# taz.de -- Diskussion über Ampelkoalition im Bund: Spiel mit Risiko
       
       > Die Diskussion über mögliche Koalitionen ist eröffnet. Die SPD wittert
       > Morgenluft, die FDP stellt klar, dass es mit ihr keinen Linksruck geben
       > wird.
       
 (IMG) Bild: Es geht auch ohne schwarze Serviette
       
       Berlin/Mainz taz | Strahlende Gesichter im Willy-Brandt-Haus nach einem
       Wahltag, das gab es schon lange nicht mehr. Bester Laune präsentierten sich
       die [1][SPD-Vorsitzenden Saskia Esken und Norbert Walter-Borjans] gemeinsam
       mit ihrem Kanzlerkandidaten Olaf Scholz am Montagmittag in der Berliner
       Parteizentrale. „Das ist wirklich ein ganz, ganz großer Tag für die
       Sozialdemokratie“, schwärmte Esken. Der Wahlsonntag sei „für uns gemeinsam
       ein richtig guter Tag“ gewesen, befand Walter-Borjans. Und Scholz
       jubilierte, das Wahlergebnis verleihe der gesamten SPD Flügel.
       
       Nach den beiden Landtagswahlen im Südwesten wittert die SPD auch auf
       Bundesebene wieder Morgenluft. Olaf Scholz sieht bereits „die Möglichkeit,
       eine sozialdemokratisch geführte Regierung zu bilden“. Sein demonstrativer
       Optimismus verdankt sich vor allem dem [2][Wahlerfolg Malu Dreyers], die in
       Rheinland-Pfalz trotz leichter Verluste für ihre Partei weiter gemeinsam
       mit den Grünen und der FDP regieren kann. Doch selbst aus dem historisch
       schlechten Abschneiden der SPD in Baden-Württemberg schöpft er noch
       Hoffnung, schließlich sei auch im Ländle eine Ampelkoalition möglich.
       „Sichtbar geworden ist, dass es Mehrheiten gibt ohne die Union“, sagte er.
       Dafür gebe es mehrere Optionen. „Eine ist jetzt sehr stark geworden.“
       
       Auch Grünen-Chef Robert Habeck sieht die Ampel im Bund als eine „denkbare
       Konstellation“ – neben anderen. „Alles ist möglich in diesem Jahr“, sagte
       er am Montag in der Bundespressekonferenz. Trotz dieser vorsichtigen
       Einschätzung kommt ihm die Debatte sehr gelegen. Denn damit bekommen die
       Grünen die für sie unangenehme Schwarz-Grün-Diskussion vom Hals, ohne sich
       zu einem rot-rot-grünen Bündnis als mögliche Alternative bekennen zu
       müssen.
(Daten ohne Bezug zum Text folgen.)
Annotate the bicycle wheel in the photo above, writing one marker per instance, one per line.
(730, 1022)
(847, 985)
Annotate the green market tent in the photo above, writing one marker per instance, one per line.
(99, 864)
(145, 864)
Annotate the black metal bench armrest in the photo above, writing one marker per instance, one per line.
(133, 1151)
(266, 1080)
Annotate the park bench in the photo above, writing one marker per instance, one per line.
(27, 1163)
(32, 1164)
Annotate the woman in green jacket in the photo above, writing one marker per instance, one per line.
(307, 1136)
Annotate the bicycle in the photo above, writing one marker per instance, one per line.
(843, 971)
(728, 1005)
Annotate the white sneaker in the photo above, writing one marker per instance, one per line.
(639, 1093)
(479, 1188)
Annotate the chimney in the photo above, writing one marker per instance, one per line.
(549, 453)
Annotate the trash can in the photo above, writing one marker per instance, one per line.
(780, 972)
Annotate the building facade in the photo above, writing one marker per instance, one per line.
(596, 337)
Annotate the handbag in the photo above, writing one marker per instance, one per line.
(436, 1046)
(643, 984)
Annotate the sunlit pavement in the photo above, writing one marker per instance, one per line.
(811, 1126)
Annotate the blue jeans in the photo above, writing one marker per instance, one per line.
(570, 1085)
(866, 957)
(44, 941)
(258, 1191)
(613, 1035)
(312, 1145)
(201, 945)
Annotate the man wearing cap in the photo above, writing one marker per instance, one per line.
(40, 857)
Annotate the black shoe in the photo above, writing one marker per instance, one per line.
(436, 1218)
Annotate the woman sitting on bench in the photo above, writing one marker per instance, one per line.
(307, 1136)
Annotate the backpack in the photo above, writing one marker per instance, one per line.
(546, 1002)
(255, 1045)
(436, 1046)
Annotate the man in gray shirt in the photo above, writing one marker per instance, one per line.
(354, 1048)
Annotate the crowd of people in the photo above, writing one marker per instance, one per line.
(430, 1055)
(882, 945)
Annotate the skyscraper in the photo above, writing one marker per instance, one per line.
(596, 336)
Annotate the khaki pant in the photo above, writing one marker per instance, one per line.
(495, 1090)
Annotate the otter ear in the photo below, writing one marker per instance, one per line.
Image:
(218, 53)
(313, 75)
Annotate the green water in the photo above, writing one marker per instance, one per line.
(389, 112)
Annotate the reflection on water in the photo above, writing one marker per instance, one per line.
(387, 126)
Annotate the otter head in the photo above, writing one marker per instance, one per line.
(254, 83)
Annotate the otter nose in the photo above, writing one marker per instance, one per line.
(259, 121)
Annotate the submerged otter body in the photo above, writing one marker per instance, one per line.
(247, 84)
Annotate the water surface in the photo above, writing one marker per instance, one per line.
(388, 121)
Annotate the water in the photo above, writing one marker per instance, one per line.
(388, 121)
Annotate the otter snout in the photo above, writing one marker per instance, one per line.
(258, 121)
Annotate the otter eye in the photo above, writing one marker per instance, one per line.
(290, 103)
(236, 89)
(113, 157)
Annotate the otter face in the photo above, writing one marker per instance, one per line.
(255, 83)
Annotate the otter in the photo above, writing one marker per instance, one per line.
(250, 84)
Mit allen Mitteln wollen sie einen Lagerwahlkampf verhindern.
       
       [3][Die Grünen] ziehen mit dem großmäuligen Versprechen in den Wahlkampf,
       der Union das Kanzleramt streitig machen zu wollen. Dass sie trotz ihrer
       starken Zugewinne sowohl in Baden-Württemberg als auch in Rheinland-Pfalz
       aber tatsächlich CDU und CSU im Bund überholen, ist unwahrscheinlich. Die
       Ampel bietet den Grünen nun die Chance, ihr Narrativ vom Kanzleramt
       aufrechtzuerhalten.
       
       Was passieren würde, wenn sowohl Schwarz-Grün als auch die Ampel im Bund
       rechnerisch eine Mehrheit hätte? Dann, schwören gut vernetzte Grüne, würde
       man sich selbstverständlich für die Ampel entscheiden. „Wir wären ja
       verrückt, wenn wir uns nicht fürs Kanzleramt entscheiden würden.“
       
       ## Unüberbrückbare Vorstellungen
       
       Wobei die Euphorie über die Ampel verkennt, dass zwischen Grünen und FDP
       Welten liegen, wenn man ihre Programme ernst nimmt – selbst in
       Baden-Württemberg. Der dortige FDP-Spitzenkandidat [4][Hans-Ulrich Rülke
       p]reist unablässig und ausgiebig den Verbrennungsmotor, während der Grüne
       Winfried Kretschmann die Eindämmung der Klimakrise als zentrales Ziel
       benennt. Im Bund wären die Unterschiede noch größer.
       
       Nicht nur in ökologischen, sondern auch in sozialen, wirtschafts- und
       steuerpolitischen Fragen sind Grüne und FDP Antipoden. Die einen wollen die
       Vermögensteuer, den Abschied von Hartz IV oder härtere Auflagen für
       Unternehmen, die anderen stemmen sich dagegen. Die Ampel ist in der Theorie
       eine interessante Idee, in der Praxis krankt sie an vielen Widersprüchen.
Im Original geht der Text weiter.